Homme sombre, à la beauté austère, le prêtre portait sur son visage un air tourmenté qui jamais ne le quittait tout à fait. Ses yeux clairs fixèrent brièvement le ciel, comme implorant silencieusement un pardon dont il ne verrait jamais la couleur, il attrapa le bras de sa compagne, et la mena à l'intérieur de la maison.

Recroquevillée dans le canapé, la jeune femme tressailli en apercevant une grande araignée noire suspendue à quelques centimètres de son visage. 
En temps normal, elle aurait poussé un hurlement, et tenté de mettre fin à la courte vie de la malheureuse, mais ce jour là, elle se contenta d'observer l'animal avec une anxiété qui n'avait pas grand chose à voir avec une quelconque peur des araignées. Celle-ci avait quelque chose de plus, menaçant, pernicieux , et alors que Massimo s'activait à lui préparer de quoi se désaltérer, elle demeura face à l'animal, en proie à un malaise d'autant plus intense que celui-ci ne faisait pas mine de bouger, se complaisant dans cette immobilité inquiétante.
Ce n'était pas la première fois qu'Amalia apercevait cette espèce inconnue chez son amant, et chacune de ces rencontres la perturbaient profondément. Massimo se contentait de les chasser, sans jamais les tuer, les protégeant un peu trop à son goût.

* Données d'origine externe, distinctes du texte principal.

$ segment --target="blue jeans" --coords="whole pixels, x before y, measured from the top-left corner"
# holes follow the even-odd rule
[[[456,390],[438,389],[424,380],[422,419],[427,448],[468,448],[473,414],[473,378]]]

Un jour, elle en avait aperçu une  sur son épaule,  et alors qu'elle s’apprêtait à le lui signaler, elle l'avait vu échanger un regard, oui échanger un regard avec l'animal, avant de le prendre délicatement entre ses mains pour le poser au sol. 
Persuadée de devenir folle, Amalia ne lui en avait jamais touché un mot, et s'était contenté d'enfouir  cet épisode au plus profond de sa mémoire. Pourtant, il lui semblait à l'instant qu'il s'agissait exactement de la même araignée, et qu'un détail important lui échappait. Réalisant soudain ce qui lui soufflait ce puissant sentiment de malaise, elle gémit: 

«Massimo.... Il y a une araignée qui me fixe depuis plus de cinq minutes.»

Et aussitôt, l'animal remonta le long de sa toile, s'effaçant dans l'obscurité.
Massimo la rejoint, les bras chargé d'un lourd plateau d'argent, sourcils froncés.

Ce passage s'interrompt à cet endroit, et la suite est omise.